Joseph K. est accusé et l’on vient le chercher pour son procès. Comme dans le roman, on ne saura jamais rien du motif qui vaudra au héros sa perte, et l’on aura aucun véritable indice concernant l’accusation. De la même manière que le livre par Kafka, l’adaptation par Welles contient une évidente résonnance politique, qui dénonce l’oppréssion étatique et bureaucratique, les deux étant liés. Mais on peut s’interroger aussi sur le sens de ce récit du point de vue de Welles lui-même. Le Procès pourrait être celui que les décideurs du cinéma ont perpétuellement intenté à l’artiste toutes ses années. Le sentiment de persécution pourrait être celui du cinéaste lui même, les portes de la lois, qui devront être franchies tout au long du film, pouvant tout aussi bien être les portes de la bureaucratie des sociétés modernes commes celle de la bureaucratie un peu plus privée des grands studios de cinéma.

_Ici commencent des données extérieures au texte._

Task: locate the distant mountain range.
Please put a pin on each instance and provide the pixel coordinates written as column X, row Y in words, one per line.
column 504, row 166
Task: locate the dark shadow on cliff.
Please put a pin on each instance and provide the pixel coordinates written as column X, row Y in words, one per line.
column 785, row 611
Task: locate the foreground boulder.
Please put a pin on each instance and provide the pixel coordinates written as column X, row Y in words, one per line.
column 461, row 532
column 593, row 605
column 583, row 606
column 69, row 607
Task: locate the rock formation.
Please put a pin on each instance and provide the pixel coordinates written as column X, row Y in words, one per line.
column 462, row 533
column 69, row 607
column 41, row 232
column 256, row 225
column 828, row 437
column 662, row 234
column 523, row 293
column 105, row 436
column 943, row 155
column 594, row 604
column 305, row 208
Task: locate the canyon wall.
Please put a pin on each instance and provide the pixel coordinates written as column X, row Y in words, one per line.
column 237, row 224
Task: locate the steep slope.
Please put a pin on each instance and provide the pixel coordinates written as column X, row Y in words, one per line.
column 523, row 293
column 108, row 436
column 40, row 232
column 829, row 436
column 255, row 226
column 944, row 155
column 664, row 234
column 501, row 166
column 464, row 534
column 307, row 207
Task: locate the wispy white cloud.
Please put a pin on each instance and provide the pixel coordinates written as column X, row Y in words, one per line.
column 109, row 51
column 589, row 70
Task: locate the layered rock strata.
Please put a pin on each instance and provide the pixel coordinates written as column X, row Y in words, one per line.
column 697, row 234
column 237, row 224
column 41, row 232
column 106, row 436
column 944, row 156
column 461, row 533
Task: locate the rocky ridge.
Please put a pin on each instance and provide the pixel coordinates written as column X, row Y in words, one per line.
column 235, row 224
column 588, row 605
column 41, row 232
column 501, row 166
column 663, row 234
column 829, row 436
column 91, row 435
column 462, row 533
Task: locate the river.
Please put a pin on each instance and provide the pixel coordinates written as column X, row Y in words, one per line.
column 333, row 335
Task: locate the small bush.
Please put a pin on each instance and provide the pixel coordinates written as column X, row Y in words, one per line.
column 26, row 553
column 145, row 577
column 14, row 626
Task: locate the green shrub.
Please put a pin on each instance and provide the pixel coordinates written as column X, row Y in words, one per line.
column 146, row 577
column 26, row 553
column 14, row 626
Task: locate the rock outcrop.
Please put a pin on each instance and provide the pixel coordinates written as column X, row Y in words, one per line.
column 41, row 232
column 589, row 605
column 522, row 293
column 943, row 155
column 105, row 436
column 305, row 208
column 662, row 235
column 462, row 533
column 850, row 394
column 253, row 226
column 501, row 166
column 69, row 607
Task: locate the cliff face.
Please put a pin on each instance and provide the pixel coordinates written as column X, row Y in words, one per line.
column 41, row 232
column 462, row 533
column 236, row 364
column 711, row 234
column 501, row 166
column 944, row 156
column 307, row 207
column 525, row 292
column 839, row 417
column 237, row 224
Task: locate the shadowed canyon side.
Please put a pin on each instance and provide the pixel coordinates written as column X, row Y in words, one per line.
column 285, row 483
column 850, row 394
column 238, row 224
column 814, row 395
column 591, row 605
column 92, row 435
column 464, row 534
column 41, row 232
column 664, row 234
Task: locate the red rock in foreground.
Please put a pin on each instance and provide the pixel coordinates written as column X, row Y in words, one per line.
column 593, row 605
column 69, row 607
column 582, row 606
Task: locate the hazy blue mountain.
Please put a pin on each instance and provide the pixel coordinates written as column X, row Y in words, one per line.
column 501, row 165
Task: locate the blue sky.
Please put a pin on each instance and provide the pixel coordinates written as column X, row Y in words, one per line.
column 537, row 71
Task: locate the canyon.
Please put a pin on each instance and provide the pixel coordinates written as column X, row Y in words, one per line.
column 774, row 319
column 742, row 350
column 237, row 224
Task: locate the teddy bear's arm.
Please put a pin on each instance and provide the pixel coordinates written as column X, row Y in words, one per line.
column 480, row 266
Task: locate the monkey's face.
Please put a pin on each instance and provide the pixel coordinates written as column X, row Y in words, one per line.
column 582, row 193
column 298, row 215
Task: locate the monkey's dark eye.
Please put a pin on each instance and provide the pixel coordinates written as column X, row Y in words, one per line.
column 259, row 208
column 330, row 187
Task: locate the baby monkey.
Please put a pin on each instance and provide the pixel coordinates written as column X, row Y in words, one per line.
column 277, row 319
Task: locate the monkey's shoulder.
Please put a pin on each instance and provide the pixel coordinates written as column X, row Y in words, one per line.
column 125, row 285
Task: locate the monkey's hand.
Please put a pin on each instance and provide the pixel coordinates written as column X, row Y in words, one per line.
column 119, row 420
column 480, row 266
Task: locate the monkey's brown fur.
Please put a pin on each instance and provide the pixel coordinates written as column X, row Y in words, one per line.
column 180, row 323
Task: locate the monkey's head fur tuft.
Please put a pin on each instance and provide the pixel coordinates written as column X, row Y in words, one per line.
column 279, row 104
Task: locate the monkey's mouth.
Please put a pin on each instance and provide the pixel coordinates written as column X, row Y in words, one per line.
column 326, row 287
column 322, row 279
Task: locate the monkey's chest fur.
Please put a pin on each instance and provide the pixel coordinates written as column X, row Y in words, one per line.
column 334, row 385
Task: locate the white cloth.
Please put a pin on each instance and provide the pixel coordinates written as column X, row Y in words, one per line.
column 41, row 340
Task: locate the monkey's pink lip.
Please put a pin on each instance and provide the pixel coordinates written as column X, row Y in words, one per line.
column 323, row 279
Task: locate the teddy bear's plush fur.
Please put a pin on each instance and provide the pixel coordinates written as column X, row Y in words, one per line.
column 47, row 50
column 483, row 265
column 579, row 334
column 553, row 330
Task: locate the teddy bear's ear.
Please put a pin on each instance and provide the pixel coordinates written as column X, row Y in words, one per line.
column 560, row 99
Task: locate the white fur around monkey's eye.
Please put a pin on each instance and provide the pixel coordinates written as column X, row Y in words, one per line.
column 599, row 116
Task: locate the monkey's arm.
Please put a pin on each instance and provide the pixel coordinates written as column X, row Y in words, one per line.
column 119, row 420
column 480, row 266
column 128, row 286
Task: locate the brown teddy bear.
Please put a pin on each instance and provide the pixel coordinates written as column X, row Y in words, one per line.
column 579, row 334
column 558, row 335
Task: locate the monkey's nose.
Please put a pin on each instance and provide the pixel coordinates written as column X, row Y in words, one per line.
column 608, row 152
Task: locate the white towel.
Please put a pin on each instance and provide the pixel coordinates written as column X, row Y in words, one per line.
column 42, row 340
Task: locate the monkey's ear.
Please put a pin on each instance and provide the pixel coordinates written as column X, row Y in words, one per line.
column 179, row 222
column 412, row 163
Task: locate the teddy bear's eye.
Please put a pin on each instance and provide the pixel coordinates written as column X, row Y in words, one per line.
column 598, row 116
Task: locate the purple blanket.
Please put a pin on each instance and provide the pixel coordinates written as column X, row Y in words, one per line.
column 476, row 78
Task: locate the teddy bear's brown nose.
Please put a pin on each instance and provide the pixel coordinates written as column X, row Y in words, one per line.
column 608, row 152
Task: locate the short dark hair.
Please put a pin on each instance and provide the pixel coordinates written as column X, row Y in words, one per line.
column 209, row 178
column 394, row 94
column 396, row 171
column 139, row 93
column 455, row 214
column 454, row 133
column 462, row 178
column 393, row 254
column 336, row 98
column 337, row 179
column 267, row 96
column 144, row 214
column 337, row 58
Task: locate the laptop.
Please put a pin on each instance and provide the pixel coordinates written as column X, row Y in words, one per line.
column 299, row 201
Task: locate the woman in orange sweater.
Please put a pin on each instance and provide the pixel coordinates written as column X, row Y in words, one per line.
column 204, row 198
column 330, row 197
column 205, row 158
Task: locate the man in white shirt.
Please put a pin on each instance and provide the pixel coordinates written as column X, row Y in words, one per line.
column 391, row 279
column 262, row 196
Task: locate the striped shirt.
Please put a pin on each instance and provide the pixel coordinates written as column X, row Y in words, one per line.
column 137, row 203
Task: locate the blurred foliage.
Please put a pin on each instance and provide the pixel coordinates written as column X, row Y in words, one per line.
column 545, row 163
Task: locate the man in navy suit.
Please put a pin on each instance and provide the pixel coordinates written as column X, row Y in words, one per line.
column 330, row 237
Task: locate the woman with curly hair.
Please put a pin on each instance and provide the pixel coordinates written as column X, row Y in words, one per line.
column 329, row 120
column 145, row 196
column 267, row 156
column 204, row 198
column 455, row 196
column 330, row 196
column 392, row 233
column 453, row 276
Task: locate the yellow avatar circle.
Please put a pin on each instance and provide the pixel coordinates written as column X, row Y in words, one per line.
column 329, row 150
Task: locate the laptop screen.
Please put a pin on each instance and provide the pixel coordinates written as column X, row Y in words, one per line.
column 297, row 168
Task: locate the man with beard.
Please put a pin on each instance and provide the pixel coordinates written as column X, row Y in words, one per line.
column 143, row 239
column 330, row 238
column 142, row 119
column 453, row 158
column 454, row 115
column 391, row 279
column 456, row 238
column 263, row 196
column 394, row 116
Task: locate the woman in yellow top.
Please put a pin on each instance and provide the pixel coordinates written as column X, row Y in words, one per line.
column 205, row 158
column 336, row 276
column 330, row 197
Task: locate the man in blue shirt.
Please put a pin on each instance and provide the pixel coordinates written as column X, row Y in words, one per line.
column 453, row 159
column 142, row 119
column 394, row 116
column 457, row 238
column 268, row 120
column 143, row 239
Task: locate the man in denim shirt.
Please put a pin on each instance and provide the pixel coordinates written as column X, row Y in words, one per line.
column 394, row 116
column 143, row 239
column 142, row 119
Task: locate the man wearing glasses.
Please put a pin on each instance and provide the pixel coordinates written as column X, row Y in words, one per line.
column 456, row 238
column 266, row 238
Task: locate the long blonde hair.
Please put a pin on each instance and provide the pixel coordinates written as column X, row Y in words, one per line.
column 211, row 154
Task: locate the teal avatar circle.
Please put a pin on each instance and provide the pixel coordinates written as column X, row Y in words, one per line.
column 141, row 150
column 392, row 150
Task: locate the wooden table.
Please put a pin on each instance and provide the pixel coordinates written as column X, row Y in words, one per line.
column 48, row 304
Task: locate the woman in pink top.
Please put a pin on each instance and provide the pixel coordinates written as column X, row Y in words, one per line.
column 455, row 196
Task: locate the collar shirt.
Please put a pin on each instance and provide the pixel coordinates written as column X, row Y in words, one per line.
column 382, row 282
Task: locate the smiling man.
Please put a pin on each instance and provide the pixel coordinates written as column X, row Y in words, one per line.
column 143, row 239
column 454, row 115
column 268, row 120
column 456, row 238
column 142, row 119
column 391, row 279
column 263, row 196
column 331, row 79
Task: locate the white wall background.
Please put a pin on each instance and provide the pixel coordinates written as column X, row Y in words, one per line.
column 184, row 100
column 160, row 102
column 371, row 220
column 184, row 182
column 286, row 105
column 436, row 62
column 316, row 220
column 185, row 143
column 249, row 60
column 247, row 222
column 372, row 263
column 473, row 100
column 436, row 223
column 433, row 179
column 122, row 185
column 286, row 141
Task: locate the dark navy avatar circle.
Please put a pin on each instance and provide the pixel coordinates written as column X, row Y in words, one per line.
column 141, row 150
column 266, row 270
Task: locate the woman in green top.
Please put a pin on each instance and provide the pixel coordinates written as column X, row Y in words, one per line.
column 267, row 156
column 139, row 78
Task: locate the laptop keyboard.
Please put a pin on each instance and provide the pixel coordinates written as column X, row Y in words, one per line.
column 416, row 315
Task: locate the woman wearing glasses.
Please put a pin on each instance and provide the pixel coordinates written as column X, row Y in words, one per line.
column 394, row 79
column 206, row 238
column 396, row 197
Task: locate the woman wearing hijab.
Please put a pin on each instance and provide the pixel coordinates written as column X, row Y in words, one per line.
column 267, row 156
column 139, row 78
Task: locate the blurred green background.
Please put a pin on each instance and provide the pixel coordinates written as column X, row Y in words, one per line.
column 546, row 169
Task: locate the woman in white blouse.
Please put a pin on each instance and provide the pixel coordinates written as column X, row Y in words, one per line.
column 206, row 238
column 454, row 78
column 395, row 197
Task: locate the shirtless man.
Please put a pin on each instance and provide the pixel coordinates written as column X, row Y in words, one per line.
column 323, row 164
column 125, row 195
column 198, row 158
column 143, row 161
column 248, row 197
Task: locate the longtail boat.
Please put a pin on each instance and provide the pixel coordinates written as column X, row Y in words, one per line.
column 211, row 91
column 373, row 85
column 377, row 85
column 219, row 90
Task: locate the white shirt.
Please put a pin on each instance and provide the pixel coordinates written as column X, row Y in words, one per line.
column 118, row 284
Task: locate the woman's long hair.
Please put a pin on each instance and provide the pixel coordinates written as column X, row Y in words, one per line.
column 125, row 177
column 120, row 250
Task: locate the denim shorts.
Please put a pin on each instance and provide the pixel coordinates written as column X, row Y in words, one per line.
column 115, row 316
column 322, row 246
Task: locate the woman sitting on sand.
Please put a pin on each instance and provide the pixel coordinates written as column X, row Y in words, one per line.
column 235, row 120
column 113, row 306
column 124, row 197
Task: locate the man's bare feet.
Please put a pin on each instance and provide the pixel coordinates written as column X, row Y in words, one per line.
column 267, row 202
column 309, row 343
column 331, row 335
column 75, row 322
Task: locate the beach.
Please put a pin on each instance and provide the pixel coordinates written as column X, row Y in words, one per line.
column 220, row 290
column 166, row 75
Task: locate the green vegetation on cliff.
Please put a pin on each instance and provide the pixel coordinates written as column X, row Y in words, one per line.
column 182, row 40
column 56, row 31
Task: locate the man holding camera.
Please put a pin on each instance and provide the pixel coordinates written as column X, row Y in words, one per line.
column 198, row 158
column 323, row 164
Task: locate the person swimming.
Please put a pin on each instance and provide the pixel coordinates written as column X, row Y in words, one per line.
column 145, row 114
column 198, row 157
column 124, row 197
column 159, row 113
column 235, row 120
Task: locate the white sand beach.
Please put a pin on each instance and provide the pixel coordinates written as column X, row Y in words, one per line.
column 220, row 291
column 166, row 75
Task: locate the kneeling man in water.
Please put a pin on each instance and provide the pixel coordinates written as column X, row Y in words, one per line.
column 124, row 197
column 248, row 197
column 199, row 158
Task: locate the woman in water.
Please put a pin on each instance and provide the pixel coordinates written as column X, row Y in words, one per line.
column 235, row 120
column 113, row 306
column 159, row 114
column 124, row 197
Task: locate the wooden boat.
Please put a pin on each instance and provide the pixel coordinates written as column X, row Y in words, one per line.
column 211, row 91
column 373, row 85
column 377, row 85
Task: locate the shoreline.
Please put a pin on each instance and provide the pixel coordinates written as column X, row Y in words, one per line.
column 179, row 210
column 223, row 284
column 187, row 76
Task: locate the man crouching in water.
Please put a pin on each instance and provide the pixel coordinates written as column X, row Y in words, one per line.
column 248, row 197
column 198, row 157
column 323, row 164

Le Procès propose à Joseph K. de franchir une à une quelques portes. Pour lui, il s’agit d’abord de se battre pour prouver son innoncence et obtenir son acquitement, mais le principe tortueux est bien plus inquiétant que cela. Le parcours de Joseph K. est proprement infernal, qui à chaque porte franchie, se coince encore plus dans un cauchemard qui à l’écran est traduit tout à la fois par le caractère de plus en plus névrotique de Joseph K (Anthony Perkins), mais aussi par une mise en scène baroque, surchargée, fortement allégorique et de plus en plus étouffante. La première scène, parce qu’en plan-séquence dans un décor dépouillé, induisait une certaine liberté, un espace pour que le personnage puis évoluer physiquement et aussi respirer. Plus le film avance, plus le décor est donc surchargé, plus l’espace réservé au personnage se réduit, plus le montage s’accélère. Joseph K est comme dans une spirale intérieure dont il ne pourra pas se libérer.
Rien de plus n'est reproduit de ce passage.